Die psychologische Reizbarkeit des Menschen, weiß der Biber zu nutzen. Wenn er merkt, dass es an einer Stelle Widerstand gibt, probiert er es die nächste Nacht an einer anderen Stelle. Mit der Zeit gibt es so viele Schwachstellen, dass er sich viele Optionen offen hält.

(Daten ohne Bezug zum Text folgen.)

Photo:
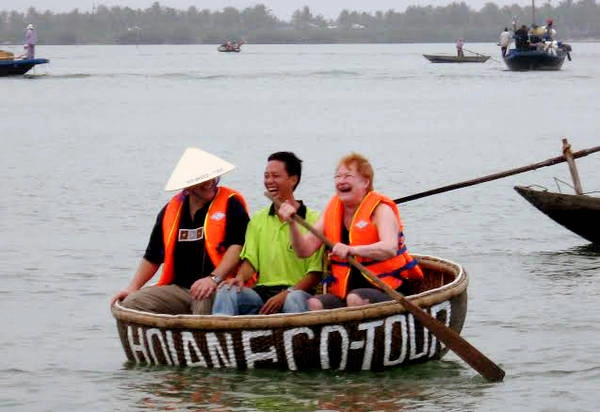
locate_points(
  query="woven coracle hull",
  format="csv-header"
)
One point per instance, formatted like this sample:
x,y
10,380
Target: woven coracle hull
x,y
371,337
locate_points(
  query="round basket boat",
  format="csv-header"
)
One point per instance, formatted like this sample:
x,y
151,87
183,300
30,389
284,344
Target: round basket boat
x,y
370,337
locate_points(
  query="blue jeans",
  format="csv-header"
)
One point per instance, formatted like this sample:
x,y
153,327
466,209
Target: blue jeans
x,y
248,302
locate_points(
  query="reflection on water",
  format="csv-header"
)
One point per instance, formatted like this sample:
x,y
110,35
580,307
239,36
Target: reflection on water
x,y
264,390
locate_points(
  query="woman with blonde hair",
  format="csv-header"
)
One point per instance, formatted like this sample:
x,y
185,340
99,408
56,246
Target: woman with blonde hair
x,y
362,223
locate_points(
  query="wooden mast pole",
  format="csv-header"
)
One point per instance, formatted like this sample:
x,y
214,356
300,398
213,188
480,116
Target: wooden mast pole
x,y
573,169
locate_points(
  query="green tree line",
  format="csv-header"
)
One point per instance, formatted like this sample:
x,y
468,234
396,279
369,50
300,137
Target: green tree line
x,y
164,25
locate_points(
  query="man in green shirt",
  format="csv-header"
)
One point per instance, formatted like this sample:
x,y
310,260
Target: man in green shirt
x,y
285,281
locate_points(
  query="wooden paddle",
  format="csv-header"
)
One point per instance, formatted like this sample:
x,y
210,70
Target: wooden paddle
x,y
478,361
494,176
479,54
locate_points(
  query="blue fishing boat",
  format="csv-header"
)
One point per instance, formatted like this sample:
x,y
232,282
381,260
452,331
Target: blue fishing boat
x,y
535,47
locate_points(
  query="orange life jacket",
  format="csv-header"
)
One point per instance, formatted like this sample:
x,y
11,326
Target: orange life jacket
x,y
214,229
362,232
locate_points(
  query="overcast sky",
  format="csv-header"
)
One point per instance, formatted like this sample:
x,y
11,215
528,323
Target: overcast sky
x,y
283,9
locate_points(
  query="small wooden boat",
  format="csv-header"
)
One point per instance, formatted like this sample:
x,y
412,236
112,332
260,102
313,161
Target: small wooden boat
x,y
579,213
371,337
447,58
231,47
15,67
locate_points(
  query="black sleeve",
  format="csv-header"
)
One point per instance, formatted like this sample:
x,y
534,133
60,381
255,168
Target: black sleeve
x,y
155,251
237,221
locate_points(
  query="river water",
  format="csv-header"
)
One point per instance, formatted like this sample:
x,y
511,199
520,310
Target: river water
x,y
89,141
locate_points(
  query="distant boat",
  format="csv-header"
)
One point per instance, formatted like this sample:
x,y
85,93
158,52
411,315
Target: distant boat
x,y
551,58
231,46
447,58
9,66
533,52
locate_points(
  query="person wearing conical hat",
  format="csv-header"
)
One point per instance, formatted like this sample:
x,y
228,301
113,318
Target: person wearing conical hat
x,y
30,40
197,238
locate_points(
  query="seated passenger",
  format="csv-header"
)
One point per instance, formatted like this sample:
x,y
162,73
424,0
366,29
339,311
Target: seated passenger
x,y
285,281
364,224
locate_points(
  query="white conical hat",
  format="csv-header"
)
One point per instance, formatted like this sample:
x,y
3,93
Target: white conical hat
x,y
196,166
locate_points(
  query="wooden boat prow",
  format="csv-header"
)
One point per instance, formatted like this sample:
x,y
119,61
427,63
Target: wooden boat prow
x,y
371,337
579,213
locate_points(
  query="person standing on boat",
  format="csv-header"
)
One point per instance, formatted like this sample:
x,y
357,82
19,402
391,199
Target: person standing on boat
x,y
504,42
285,281
362,223
197,238
522,38
459,45
30,40
549,31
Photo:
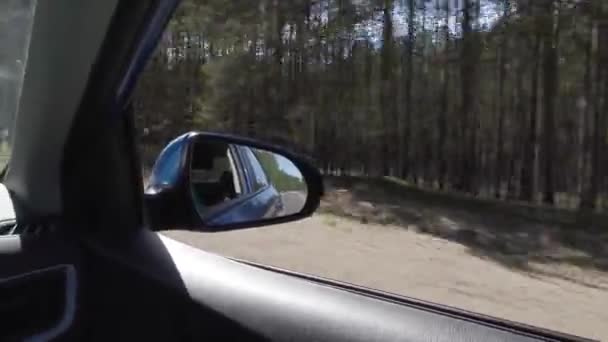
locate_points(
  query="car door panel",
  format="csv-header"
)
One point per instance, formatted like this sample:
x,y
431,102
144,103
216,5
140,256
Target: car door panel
x,y
40,287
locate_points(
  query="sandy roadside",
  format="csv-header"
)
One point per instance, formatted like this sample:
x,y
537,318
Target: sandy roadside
x,y
416,265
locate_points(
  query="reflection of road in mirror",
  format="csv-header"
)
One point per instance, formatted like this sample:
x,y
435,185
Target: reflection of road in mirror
x,y
293,202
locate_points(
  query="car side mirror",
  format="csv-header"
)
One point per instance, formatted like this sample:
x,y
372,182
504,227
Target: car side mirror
x,y
214,182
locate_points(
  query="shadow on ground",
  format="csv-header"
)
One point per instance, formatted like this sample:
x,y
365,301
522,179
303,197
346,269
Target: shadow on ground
x,y
544,242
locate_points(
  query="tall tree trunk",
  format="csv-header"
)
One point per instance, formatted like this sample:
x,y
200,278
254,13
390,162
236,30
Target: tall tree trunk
x,y
405,131
550,82
528,171
469,59
386,86
589,200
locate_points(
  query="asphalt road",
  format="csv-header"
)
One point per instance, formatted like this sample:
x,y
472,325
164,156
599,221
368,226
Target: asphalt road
x,y
418,265
293,202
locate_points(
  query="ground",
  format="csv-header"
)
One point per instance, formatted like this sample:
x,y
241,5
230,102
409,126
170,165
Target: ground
x,y
413,244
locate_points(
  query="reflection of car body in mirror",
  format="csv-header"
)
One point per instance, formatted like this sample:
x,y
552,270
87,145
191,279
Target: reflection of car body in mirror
x,y
218,181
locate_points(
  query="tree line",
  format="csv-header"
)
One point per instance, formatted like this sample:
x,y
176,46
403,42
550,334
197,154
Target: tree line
x,y
495,98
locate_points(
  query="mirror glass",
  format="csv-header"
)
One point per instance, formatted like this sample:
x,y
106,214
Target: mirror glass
x,y
232,183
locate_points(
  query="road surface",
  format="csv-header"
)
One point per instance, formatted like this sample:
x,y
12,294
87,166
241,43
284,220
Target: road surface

Dieser kuriose Kampf ist noch aus einem Grund ungleich: Der Biber baut und schafft aus Überlebenswillen, während der Mensch meistens nur in seiner Freizeitbeschäftigung beeinträchtigt wird. Seine unglaubliche Arbeitsleistung, verschafft ihm auch unter seinen Kritikern Anerkennung und insbesondere in der ehem. Arbeiterstadt Eberswalde vielleicht auch einen moralischen Vorteil.
Sein Schaffen verdient aber noch aus einem anderen Grund Anerkennung: Durch seine Lebensraumgestaltung kümmert er sich um die Gesundheit unserer Gewässerökosysteme. Als „Tier der Tat“ kommt er dem Vollzug der EU-Wasserrahmenrichtlinie zuvor. Das ist ein ernstes Problem für die Maßnahmenplanung und Abrechnung von Geldern, die für die Gewässerrenaturierung ausgegeben werden müssen. Wenn der Biber Sun Tsu nun wirklich gut studiert hat, weiß er, dass der Mensch keinen Gesichtsverlust erträgt! Drum muss er noch ein paar Aufgaben für uns Menschen übrig lassen…
Vom Biber lernen, heißt Siegen lernen.